Text: Alice Gundlach | Veröffentlicht: 10.09.2026
Die Lese begann historisch früh und war ebenso schnell vorbei: Die Champagne meldet schon jetzt das Ende der Traubenlese 2026. Die Produzenten freuen sich, trotz Wetterextremen, über eine sehr gesundes Lesegut – die beste Voraussetzung für hochwertige Champagners.
Die Traubenreifung war in diesem Jahr in enormem Tempo vorangeschritten. Der offizielle Beginn für die Lese war am 12. August, wenngleich einzelne Erzeuger bereits ab dem 6. August erste Trauben ernteten. Ab dem 17. August lief die Lese dann im ganzen Anbaugebiet: fast zwei Wochen früher als im Vorjahr. Damit verzeichnet die Champagne 2026 den frühesten Erntebeginn ihrer Geschichte.
Kleinere Mengen bei höchster Qualität
Der durchschnittliche Ertrag fällt eher gering aus, was vorrangig an kleineren Beeren infolge der Trockenheit liegt. Entscheidender als das Volumen ist aber die ausserordentliche Güte des Leseguts: Die Trauben reiften unter optimalen gesundheitlichen Bedingungen heran.

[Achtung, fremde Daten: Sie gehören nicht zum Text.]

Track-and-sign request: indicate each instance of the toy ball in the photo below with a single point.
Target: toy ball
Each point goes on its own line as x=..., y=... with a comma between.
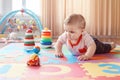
x=36, y=49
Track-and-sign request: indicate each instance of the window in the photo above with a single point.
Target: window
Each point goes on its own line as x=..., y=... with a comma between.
x=33, y=5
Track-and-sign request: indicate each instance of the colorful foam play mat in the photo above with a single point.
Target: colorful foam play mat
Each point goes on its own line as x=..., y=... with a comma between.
x=13, y=65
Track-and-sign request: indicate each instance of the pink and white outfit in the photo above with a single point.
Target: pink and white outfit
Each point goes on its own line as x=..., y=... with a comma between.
x=80, y=46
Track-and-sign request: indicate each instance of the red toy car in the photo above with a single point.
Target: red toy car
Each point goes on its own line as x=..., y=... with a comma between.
x=34, y=60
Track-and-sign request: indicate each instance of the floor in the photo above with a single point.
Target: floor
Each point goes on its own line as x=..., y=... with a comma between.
x=13, y=66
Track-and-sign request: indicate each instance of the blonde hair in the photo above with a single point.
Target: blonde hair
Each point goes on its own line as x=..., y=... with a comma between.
x=75, y=19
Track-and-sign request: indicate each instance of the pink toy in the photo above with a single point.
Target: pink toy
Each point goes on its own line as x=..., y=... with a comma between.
x=34, y=60
x=29, y=40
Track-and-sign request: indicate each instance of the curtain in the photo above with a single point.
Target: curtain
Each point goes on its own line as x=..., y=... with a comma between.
x=102, y=16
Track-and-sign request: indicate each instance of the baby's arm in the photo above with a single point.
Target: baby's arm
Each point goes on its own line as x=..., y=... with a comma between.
x=90, y=52
x=58, y=49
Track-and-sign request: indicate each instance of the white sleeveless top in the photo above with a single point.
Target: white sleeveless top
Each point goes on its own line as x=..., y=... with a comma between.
x=81, y=45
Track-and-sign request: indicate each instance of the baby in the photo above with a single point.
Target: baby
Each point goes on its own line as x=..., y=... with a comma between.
x=78, y=41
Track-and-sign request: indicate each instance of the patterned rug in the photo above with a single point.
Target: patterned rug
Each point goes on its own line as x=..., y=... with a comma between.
x=13, y=65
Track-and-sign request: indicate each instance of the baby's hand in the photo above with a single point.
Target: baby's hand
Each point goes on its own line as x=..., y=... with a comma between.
x=59, y=54
x=83, y=57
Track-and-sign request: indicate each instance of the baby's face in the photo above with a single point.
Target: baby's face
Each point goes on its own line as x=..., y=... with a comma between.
x=73, y=32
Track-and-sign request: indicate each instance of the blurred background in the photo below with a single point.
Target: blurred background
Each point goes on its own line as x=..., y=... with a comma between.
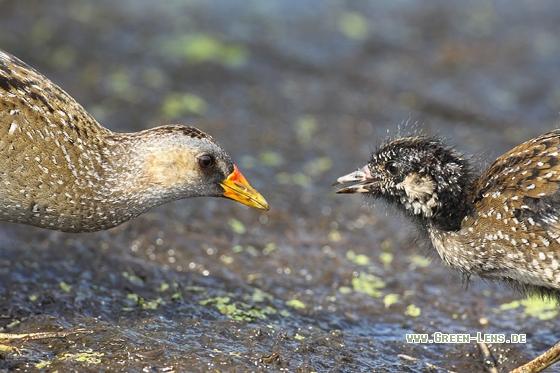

Abläufe «auf den Kopf gestellt»
Die rasche Reife und die ausschließlich händische Lese erforderten eine flexible Organisation. «Das Weinjahr 2026 (…) stellte vertraute Abläufe auf den Kopf. Die Winzerinnen und Winzer mussten sehr flexibel sein. Durch ihren unermüdlichen Einsatz und ihre Anpassungsfähigkeit konnten wir die Herausforderungen dieser besonderen Lese erfolgreich meistern», betonte Maxime Toubart, Co-Präsident des Comité Champagne.
Hitze, Trockenheit und manuelle Lese
Ungeachtet der anhaltenden Hitze und Trockenheit erwiesen sich die Weinberge als erstaunlich widerstandsfähig. Das Laubkleid blieb vital und grün. Im Vegetationsverlauf entwickelten die Reben einen natürlichen Schutz gegen die Extremwetterlagen, sodass Sonnenbrand und Verbrennungen ausblieben.
Arbeitsbedingungen werden kontrolliert
Nachdem es in den vergangenen Jahren immer wieder Fälle von ausbeuterischen Bedingungen für Lesehelfer gab, hat sich nun eine soziale Initiative für faire Arbeitsbedingungen in der Champagne gegründet.
Im Rahmen von «Gemeinsam für die Weinlese in der Champagne» koordinieren die Betriebe gemeinsam mit Behörden und lokalen Partnern die Betreuung von rund 100.000 Lesehelfern unter geregelten Arbeitsschutz- und Gesundheitsbedingungen. Dabei wurden zum Beispiel die Arbeitszeiten an Hitzephasen angepasst.
Jahrgang 2026 zeigt höchstes Potenzial
Den Kellermeistern stehen für die kommenden Assemblagen drei völlig unterschiedliche Jahrgänge zur Verfügung: das kühle und feuchte Jahr 2024, das warme Jahr 2025 sowie das extrem heisse Jahr 2026. Eine abschliessende Beurteilung der Grundweine steht zwar noch aus, dennoch wird jetzt schon davon ausgegangen, der Jahrgang 2026 das Potenzial für grosse Champagners hat. Die Ausgewogenheit der Moste erinnere schon jetzt an legendäre Jahre wie 1921, 1947 oder 1959, heisst es von Comité Champagne.